Thursday, June 4, 2009

Obsessive-Compulsive Disorder Part 2: Breaking the Behavior Chain

In part one I discussed the need to diminish the connection between the strongly linked obsessive thought and the compulsory action. These elements of OCD and the strong bond between them are the essence of the client's discomfort. So addressing each element and their connection is the strategy to be deployed in treating the illness.

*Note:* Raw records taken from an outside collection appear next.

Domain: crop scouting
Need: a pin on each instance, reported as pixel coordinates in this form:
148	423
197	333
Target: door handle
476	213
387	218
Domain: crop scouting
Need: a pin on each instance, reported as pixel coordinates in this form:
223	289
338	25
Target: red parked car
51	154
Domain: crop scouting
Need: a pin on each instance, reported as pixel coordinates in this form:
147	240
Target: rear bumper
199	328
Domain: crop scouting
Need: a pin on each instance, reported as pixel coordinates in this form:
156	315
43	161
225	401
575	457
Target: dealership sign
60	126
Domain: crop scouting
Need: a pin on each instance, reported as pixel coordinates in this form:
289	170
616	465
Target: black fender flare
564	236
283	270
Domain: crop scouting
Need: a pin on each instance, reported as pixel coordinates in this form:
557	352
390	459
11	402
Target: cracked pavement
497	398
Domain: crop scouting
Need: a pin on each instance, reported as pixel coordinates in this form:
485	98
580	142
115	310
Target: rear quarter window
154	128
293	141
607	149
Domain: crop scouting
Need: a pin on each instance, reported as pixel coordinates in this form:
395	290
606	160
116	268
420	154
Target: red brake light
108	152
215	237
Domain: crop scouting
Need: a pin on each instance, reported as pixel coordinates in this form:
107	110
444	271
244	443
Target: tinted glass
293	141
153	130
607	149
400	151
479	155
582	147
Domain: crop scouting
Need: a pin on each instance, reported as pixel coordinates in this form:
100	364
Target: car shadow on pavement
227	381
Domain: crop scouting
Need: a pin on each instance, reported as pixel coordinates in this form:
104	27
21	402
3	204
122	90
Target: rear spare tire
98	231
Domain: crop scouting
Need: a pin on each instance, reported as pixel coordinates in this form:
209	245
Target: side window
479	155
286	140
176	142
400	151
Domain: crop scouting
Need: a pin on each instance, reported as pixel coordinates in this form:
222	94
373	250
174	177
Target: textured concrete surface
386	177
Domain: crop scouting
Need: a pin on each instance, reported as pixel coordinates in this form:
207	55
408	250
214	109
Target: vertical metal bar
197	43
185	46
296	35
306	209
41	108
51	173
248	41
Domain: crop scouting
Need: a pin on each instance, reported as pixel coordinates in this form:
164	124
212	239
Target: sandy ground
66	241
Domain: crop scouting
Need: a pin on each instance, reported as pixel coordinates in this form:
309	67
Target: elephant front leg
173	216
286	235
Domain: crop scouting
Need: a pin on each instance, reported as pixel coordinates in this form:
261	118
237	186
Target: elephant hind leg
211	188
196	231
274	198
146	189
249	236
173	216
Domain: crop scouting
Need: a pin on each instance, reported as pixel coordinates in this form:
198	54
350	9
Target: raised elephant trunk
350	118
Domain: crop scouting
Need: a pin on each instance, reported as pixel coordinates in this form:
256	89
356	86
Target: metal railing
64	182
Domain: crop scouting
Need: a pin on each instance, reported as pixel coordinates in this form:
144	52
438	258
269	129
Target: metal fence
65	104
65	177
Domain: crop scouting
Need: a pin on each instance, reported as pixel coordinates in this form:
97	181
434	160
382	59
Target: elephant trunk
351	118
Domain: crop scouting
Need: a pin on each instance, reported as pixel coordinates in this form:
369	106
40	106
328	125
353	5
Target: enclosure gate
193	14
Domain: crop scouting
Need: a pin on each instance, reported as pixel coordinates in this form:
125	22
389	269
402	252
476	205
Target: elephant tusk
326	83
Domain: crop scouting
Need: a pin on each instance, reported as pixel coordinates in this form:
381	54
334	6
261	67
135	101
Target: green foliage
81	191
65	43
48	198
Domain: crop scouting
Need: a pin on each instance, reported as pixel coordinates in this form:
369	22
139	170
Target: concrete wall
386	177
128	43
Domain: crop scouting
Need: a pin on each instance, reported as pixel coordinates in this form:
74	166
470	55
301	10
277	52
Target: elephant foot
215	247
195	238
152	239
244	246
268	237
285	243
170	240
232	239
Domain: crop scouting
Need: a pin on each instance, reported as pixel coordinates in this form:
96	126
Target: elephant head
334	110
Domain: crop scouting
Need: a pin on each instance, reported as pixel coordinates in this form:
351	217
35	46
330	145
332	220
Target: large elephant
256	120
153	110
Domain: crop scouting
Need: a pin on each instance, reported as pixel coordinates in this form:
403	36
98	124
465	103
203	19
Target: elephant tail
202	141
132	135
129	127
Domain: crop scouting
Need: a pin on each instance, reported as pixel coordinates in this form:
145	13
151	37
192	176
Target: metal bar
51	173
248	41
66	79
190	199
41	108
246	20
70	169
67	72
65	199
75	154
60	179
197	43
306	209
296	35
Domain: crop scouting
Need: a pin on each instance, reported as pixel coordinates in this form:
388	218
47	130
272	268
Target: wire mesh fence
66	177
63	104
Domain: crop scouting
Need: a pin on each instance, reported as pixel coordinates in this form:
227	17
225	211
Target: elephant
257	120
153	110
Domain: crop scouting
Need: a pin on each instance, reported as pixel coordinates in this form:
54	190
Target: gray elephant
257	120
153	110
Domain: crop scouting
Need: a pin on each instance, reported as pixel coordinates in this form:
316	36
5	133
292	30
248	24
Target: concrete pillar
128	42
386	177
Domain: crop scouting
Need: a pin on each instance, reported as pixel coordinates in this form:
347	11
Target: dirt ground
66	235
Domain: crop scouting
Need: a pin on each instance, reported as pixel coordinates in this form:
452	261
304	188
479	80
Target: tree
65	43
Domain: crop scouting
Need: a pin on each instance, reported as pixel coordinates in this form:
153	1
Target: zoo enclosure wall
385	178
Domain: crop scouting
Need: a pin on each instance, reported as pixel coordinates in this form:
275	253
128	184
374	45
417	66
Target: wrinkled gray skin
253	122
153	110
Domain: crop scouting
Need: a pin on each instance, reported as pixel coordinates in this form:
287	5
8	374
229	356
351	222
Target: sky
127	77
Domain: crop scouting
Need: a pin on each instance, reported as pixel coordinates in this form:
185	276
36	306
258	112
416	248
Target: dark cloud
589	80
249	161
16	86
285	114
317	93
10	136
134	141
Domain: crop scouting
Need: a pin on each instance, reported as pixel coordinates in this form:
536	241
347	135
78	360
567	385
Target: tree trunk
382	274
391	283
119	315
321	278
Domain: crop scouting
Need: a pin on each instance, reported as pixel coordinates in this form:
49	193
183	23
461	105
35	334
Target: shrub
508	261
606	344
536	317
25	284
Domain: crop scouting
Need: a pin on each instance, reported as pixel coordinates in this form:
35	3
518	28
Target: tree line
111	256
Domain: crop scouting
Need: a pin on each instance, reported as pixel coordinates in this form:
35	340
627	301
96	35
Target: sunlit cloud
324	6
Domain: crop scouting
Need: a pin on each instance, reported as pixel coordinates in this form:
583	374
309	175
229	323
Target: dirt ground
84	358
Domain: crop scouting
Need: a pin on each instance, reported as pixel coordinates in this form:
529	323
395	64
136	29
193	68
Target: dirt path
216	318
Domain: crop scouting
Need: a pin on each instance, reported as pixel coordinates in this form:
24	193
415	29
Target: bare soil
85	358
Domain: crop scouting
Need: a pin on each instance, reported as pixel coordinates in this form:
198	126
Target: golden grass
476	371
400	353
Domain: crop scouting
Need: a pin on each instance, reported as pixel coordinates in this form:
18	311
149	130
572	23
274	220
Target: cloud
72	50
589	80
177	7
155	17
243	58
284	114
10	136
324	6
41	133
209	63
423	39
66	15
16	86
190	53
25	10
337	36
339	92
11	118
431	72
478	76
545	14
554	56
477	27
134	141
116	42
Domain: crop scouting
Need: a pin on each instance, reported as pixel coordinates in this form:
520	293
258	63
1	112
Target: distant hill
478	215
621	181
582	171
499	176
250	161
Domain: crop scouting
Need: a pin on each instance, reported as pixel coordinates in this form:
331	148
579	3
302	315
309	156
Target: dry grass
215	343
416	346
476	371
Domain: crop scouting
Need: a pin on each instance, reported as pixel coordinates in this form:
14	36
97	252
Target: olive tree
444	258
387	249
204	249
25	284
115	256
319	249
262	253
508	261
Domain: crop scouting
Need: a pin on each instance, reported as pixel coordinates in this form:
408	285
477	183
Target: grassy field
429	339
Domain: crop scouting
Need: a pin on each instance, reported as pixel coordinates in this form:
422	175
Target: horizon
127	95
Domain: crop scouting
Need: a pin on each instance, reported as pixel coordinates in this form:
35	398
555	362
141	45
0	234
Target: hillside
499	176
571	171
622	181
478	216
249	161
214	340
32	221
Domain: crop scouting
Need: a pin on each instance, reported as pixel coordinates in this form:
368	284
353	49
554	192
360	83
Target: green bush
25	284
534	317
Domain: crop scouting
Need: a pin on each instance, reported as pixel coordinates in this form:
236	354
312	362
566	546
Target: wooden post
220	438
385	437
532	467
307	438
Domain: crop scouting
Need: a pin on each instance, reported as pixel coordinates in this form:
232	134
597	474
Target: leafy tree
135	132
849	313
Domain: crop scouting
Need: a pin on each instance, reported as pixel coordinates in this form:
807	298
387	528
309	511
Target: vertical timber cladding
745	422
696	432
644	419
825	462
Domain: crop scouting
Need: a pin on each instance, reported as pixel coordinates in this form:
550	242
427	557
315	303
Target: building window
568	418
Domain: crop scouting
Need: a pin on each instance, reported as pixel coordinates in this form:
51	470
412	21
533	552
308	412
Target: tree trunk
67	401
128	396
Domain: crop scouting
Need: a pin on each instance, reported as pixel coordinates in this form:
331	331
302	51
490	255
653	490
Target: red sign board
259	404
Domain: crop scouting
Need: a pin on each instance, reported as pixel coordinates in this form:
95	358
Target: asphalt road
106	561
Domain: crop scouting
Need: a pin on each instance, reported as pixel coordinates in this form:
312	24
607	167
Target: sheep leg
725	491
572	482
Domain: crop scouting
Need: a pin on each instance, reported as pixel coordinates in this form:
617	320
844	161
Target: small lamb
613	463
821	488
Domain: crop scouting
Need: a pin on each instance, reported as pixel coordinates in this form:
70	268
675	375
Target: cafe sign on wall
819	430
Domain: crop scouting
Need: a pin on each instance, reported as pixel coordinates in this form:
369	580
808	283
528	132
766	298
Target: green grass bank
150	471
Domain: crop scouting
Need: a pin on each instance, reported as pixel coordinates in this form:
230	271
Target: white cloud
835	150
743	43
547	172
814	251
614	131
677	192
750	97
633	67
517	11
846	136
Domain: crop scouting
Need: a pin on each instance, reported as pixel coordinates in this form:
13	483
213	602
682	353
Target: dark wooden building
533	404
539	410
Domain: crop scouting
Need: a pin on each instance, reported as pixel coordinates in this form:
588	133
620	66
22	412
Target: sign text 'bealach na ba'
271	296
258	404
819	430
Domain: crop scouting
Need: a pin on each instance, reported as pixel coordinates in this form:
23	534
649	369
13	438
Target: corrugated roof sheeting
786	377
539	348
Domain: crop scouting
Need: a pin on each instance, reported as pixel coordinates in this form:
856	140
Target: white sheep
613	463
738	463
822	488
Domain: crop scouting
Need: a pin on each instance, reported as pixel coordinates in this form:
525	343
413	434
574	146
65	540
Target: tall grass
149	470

Refuting the irrational thoughts that solidify the obsession should be the first step taken in treating OCD. Pointing out the false beliefs that the repetitive behavior will significantly advance the client's well-being is one approach. Another is too point out how the wasted time dwelling on these thoughts interferes with other significant events in the person's life. These tenets will help motivate the client to take on the arduous task of breaking the association between the thought and the behavior.

When the compulsion to act is so overwhelming that something has to be done, the therapist should point out alternate behavior that approximates the compulsion to act. For instance, the use of alcohol wipes for hand washers vs going to the rest room and running their hands under the sink with soap and drying their hands. It saves time, satisfies the urge, is generally more socially acceptable and and is one gradual step that moves the client away from the fixed thought and action.

The last step should entail a technique that helps break the overall behavior chain. Systemic desensitization or graduated exposure therapy has been proven the most successful in treating OCD. With this technique a client is taught relaxation techniques (see my 3 part blog treating anxiety) to be used to quell anxiety when client is experiencing discomfort from not performing the desired act. A hierarchy of fears is created and one step at a time the client tries to distance the time between the obsessive thought and the compulsive action. Gradual exposure to the negative stimuli (i.e. germs and sweat on hands) is enacted while the client utilizes the newly mastered SRT to battle the associated anxiety.

The technique of flooding has also been proven successful in treating OCD. In this case, the client is exposed to the negative stimulus is a superficial and dramatic manner. A hand washer, for instance, may be asked to soil his hands with dirt for an extended period of time. This technique has been found more successful when used in tandem with an SSRI medicine.

The treatment of OCD is best approached as a method to break up the repetitive antecedents, behaviors and consequences that are linked together to form the unwanted repetitive thoughts and actions. The hope is that in time the strong urge to act on these thoughts will fade away, and the chain will be broken. The client can then live a normal, happier life, free of the distracting thoughts and the encumbering actions.